HF8014Aの2tone IMD特性の測

(2010.11.23測定

左の写真は、メンテナンスキットのPLLユニット用のエクステンションカードにREF UNITを取り付け、内部のタンタルコンのショート箇所を探している様子。
ようやく全ての修理を終え、このエクステンションを使って各PLLユニットのVCOをマニュアルにのっとり再調整したが、微調整で指定のロック電圧が得られたので修理完了とした。
ところで、このHF80シリーズが中古市場に出回り始めた初期の頃には、、このエクステンション用のメンテナンスキットが(PLL.RF.IF.INTERFACE.CONTROL等6枚組み)手に入れられたが、最近はトンと見かけなくなった。
こうした冶具がないとこういったメンテナンスをするのには手間が掛かるのではないでしょうか?

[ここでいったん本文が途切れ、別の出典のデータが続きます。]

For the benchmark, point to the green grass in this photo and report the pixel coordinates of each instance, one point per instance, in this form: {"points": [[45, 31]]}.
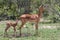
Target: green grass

左の写真は、White Noiseを入力した場合のスペクトラムだ。帯域内は多少のレベル変動があるものの,先程のように高域でのレベル低下が見られないので、原因はほかにあるのではないか?
スペクトラム的には10KHzスパンしかトレースしなかったが両肩ともに急峻に落込み、キャリアー漏れおよびUSBの漏れも見られず、-70dbから-80db近く間で減衰している

左は内部のスロットの様子だが、よくご存知の方はすぐに気がつかれると思いますが、中央右と下側に空きスロットがあるが、通常HF-8014Aは4CHのエキサィターで、中央右側の空きスロットには、450KHzのキュリアーを中心にLSBとUSB専用のIFボードがあり、さらにこの両サイドに、LLSBとUUSBのIFボードが挿入されて4CHを構成している。我が家のHF8014Aは、LLSBとUUSBのボードが挿入されておらず、当初より2CH仕様となっている。
我々の実際の運用には、4CHで送信する必要がないためこのままの状態にしてある。